In 1982, Mr. Mugabe — who was forced to step down in November 2017 in a military action led by Mr. Mnangagwa, a onetime top aide to the president — nationalized much of the press. The state-owned Herald newspaper has blamed opposition groups and unidentified foreign powers for the violence, describing it as an effort “to overthrow the elected government.”

Mr. Mnangagwa won a disputed election last year, but the U.S. and European Union found flaws in the process.

From Moscow, Mr. Mnangagwa sent a statement calling for calm. “I understand the pain and frustration that many are feeling,” he said. “Resolving Zimbabwe’s economic challenges is a monumental task, but we will get there.”

Ironically, few of his citizens received his Twitter post because the government had shut down cellphone networks and the internet in an effort to stem the popular demonstrations of the past week.

The Associated Press reported that the U.S. Embassy in Zimbabwe said it was alarmed by credible reports that security forces were targeting and beating activists and labor leaders. The U.S. statement also urged Zimbabwe’s government to restore access to social media.

Mr.

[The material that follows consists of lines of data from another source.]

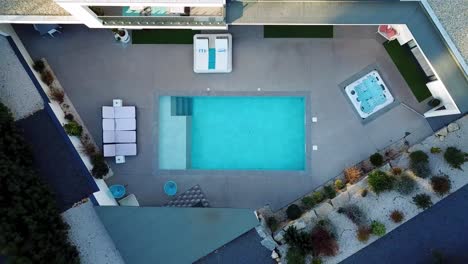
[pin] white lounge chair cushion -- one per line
(107, 112)
(125, 136)
(201, 54)
(108, 136)
(125, 149)
(129, 200)
(108, 124)
(125, 124)
(109, 150)
(221, 45)
(124, 112)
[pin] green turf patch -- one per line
(163, 36)
(298, 31)
(409, 69)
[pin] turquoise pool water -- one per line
(370, 94)
(254, 133)
(231, 133)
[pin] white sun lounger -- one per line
(125, 124)
(107, 112)
(112, 150)
(119, 136)
(108, 124)
(201, 54)
(221, 46)
(124, 112)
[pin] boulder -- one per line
(269, 243)
(299, 224)
(279, 236)
(323, 209)
(261, 231)
(442, 132)
(453, 127)
(309, 216)
(340, 200)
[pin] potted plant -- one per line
(121, 35)
(434, 102)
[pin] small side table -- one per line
(117, 102)
(119, 159)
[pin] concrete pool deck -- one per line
(93, 70)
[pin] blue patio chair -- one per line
(118, 191)
(170, 188)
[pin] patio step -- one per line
(183, 106)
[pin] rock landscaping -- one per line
(330, 229)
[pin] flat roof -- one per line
(412, 14)
(31, 8)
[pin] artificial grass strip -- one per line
(409, 68)
(298, 31)
(163, 36)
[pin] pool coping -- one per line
(371, 67)
(194, 172)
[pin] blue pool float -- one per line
(170, 188)
(118, 191)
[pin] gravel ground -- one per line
(453, 15)
(90, 236)
(17, 91)
(31, 7)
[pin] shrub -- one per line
(405, 184)
(455, 157)
(88, 148)
(396, 216)
(396, 171)
(73, 129)
(100, 168)
(323, 242)
(329, 192)
(272, 223)
(380, 181)
(339, 184)
(364, 192)
(293, 212)
(39, 66)
(314, 199)
(57, 95)
(47, 77)
(69, 117)
(376, 159)
(295, 256)
(354, 213)
(422, 201)
(363, 233)
(298, 239)
(352, 174)
(31, 227)
(378, 228)
(317, 261)
(419, 164)
(441, 185)
(435, 150)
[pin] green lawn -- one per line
(163, 36)
(298, 31)
(409, 69)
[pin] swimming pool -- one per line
(369, 94)
(232, 133)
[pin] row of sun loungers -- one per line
(119, 131)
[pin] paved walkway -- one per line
(442, 228)
(55, 162)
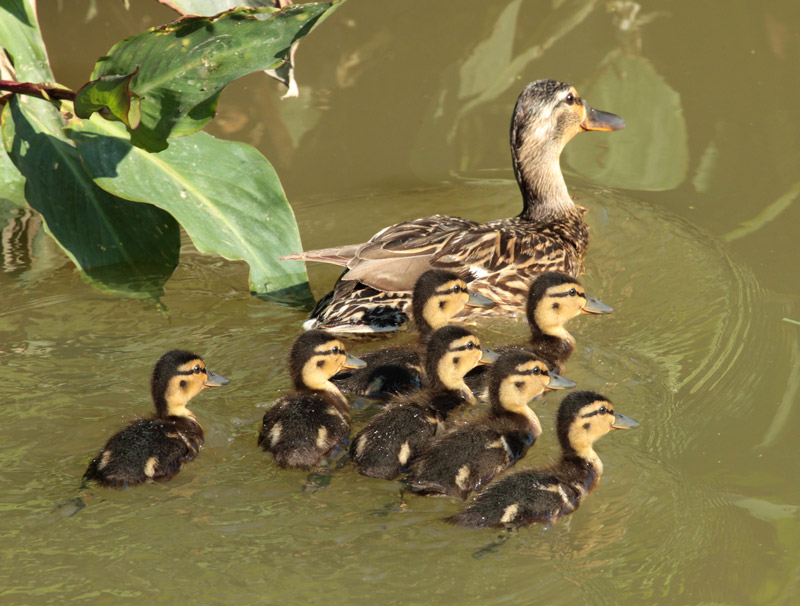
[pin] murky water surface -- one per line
(404, 112)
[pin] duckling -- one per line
(438, 296)
(544, 495)
(498, 259)
(304, 428)
(157, 448)
(553, 299)
(393, 437)
(469, 457)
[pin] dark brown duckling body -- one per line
(438, 296)
(304, 428)
(544, 495)
(469, 457)
(553, 300)
(157, 448)
(498, 259)
(396, 435)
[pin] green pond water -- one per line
(404, 112)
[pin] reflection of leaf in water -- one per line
(652, 152)
(551, 29)
(765, 216)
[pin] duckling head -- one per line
(178, 377)
(554, 299)
(451, 353)
(583, 418)
(438, 296)
(517, 378)
(315, 357)
(547, 115)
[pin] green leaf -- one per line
(225, 195)
(652, 152)
(109, 95)
(183, 66)
(20, 36)
(116, 242)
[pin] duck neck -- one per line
(544, 192)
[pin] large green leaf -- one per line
(225, 194)
(115, 242)
(20, 36)
(183, 66)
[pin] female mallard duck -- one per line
(303, 428)
(157, 448)
(438, 296)
(498, 259)
(544, 495)
(469, 457)
(553, 299)
(394, 436)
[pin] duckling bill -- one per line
(303, 429)
(157, 448)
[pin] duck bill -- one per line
(623, 422)
(353, 362)
(476, 300)
(215, 380)
(559, 382)
(593, 306)
(594, 119)
(487, 357)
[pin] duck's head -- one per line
(438, 296)
(586, 416)
(178, 377)
(315, 357)
(547, 115)
(554, 299)
(451, 353)
(518, 377)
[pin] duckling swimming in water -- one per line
(498, 259)
(438, 296)
(157, 448)
(470, 457)
(553, 300)
(544, 495)
(303, 428)
(393, 437)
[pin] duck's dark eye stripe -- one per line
(567, 294)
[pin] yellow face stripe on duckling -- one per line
(326, 360)
(188, 381)
(445, 302)
(558, 305)
(592, 422)
(462, 356)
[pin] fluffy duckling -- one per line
(470, 457)
(157, 448)
(498, 259)
(396, 435)
(438, 296)
(553, 300)
(544, 495)
(303, 428)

Mbane, the taxi owner, said he had moved several of his vehicles to a hidden location.

“Buses have been attacked and, while this seems illogical, I can understand the frustration of people who can’t get home,” he said. “It is hard to believe that, when I was at school here in the 1970s, this was among the strongest economies in Africa. Now we are one of the poorest countries in the world.”

He said the situation would change only with democracy, and he felt some sympathy for the president.

“The problem is that Zimbabwe won’t recover without a free and fair election,” he said. “But if Mnangagwa holds one, he will lose and, if that happened, I suspect the army would take over. That puts him in a very difficult position.”